But Ai doesn’t know this either, and intellectualizing is precisely what Kageki Shoujo!! bypasses.  All she can feel is that he has made her dirty.  Outside dirt can be washed off but inside sick cannot.  It must be expelled.  She has to somehow remove that rottenness he made her swallow.  So she throws up, as though emptying the body in painful convulsion will empty the mind as well.

Only then, though, only then does she start to think on why she feels this way.  The memories come to her, the flashbacks of people talking that might give her some explanation… but these are after the fact.  Before the word “slut” had no meaning; it was just a naughty subject like her mother’s breasts, and she had no more context than that.  Now she has a feeling, a grotesque sickening feeling that demands a word even as it seeps into and pollutes her.  She seizes on it; this is what “slut” means.  This is what she is now, and no amount of throwing up will make her clean again.

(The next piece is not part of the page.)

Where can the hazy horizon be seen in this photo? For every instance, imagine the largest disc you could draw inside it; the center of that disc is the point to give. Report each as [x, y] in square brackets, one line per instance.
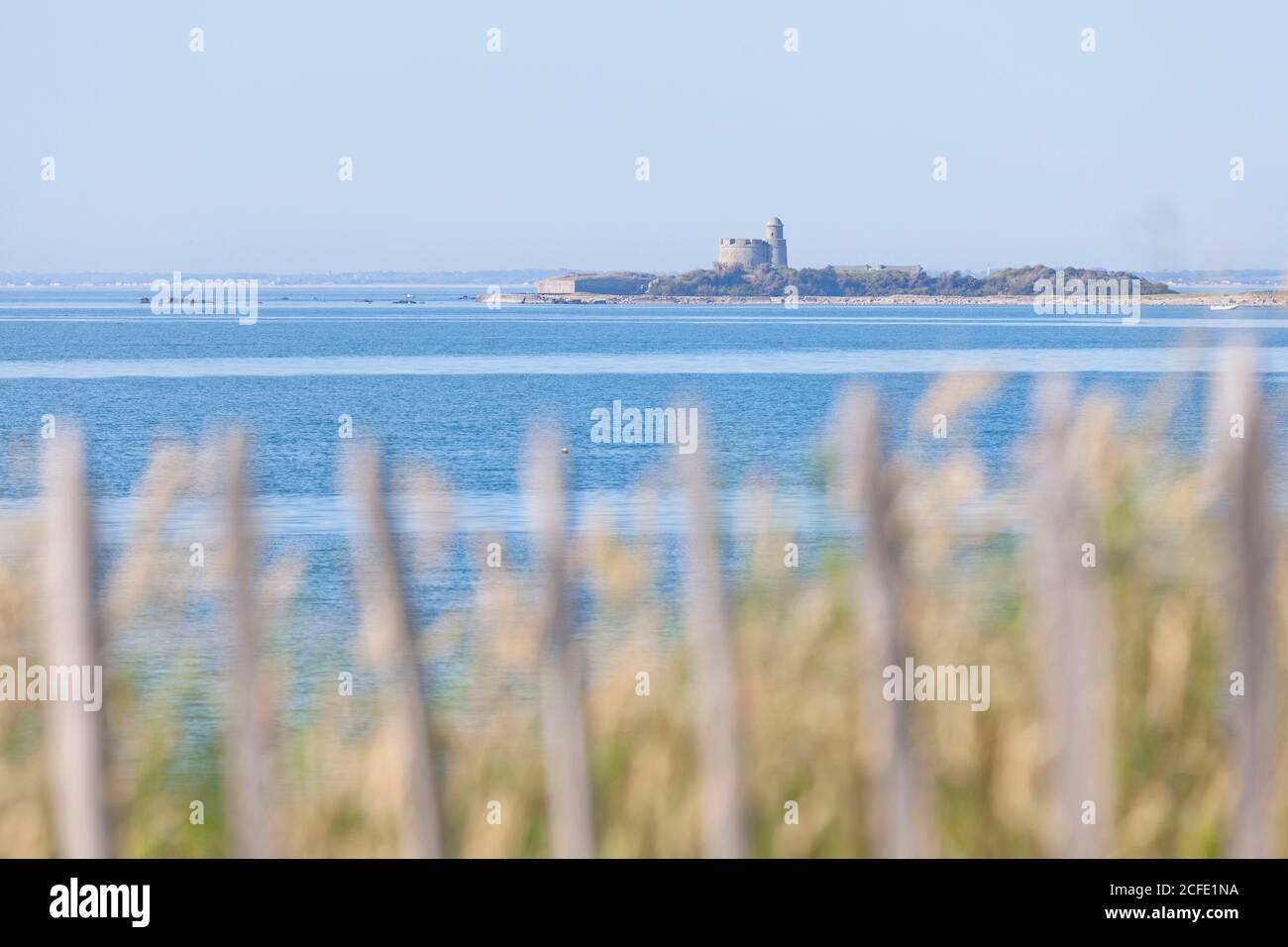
[227, 159]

Then the shame comes.  Not only is she dirty but she thinks she might be pregnant; then her belly will swell up and everybody else will know she is a slut.  It will be a public shame of a magnitude she cannot imagine, and she begins to realize that what she is experiencing will not end soon.  That a kiss cannot get her pregnant doesn't lessen the impact; rather, it is all the more awful for it cuts through rational (and anesthetizing) explanations to the feelings that lie underneath.  In her panicked and misguided attempt to bind herself tight we know more clearly the essence of her emotions than if she knew the truth; suffering caused by ignorance is none the less for it, and often all the more.

The night ends with Ai cutting her own hair.  She no longer wants to be pretty.


Afterward

After this scene Kageki Shoujo!! doesn’t try to milk it.  We’ve seen enough.  The Ai of the present calmly relates that the boyfriend continued to live there for years, and though she now had a lock on her door it was not something she was allowed to forget.  

This was not a pleasant essay to write, but it insisted; I think I had to get something out of me too.  To say this episode taught me that what the boyfriend did was creepy and disturbing and qualified as sexual assault does not convey it.  I knew that already, or at least knew the words and the appropriate responses to give.  But there is more to it.  The artistry of the episode gave me a glimpse of what that experience would be like, transcribing it in some small measure into my own firsthand feeling.  I wasn’t entertained, I wasn’t even “moved.”  I was just a little sickened.  And tired.  

People often get into the weeds when arguing over whether an art is justified, about whether some things are portrayed for shock value or for necessity.  I won’t try to resolve that here, especially right at the end.  But I will say that I do think there is a difference, and that it is telling that in a show full of attractive young females, often in skintight outfits, there is never once the sense they are being ogled by the camera.  After the third episode, I’m glad they don’t have to worry about that.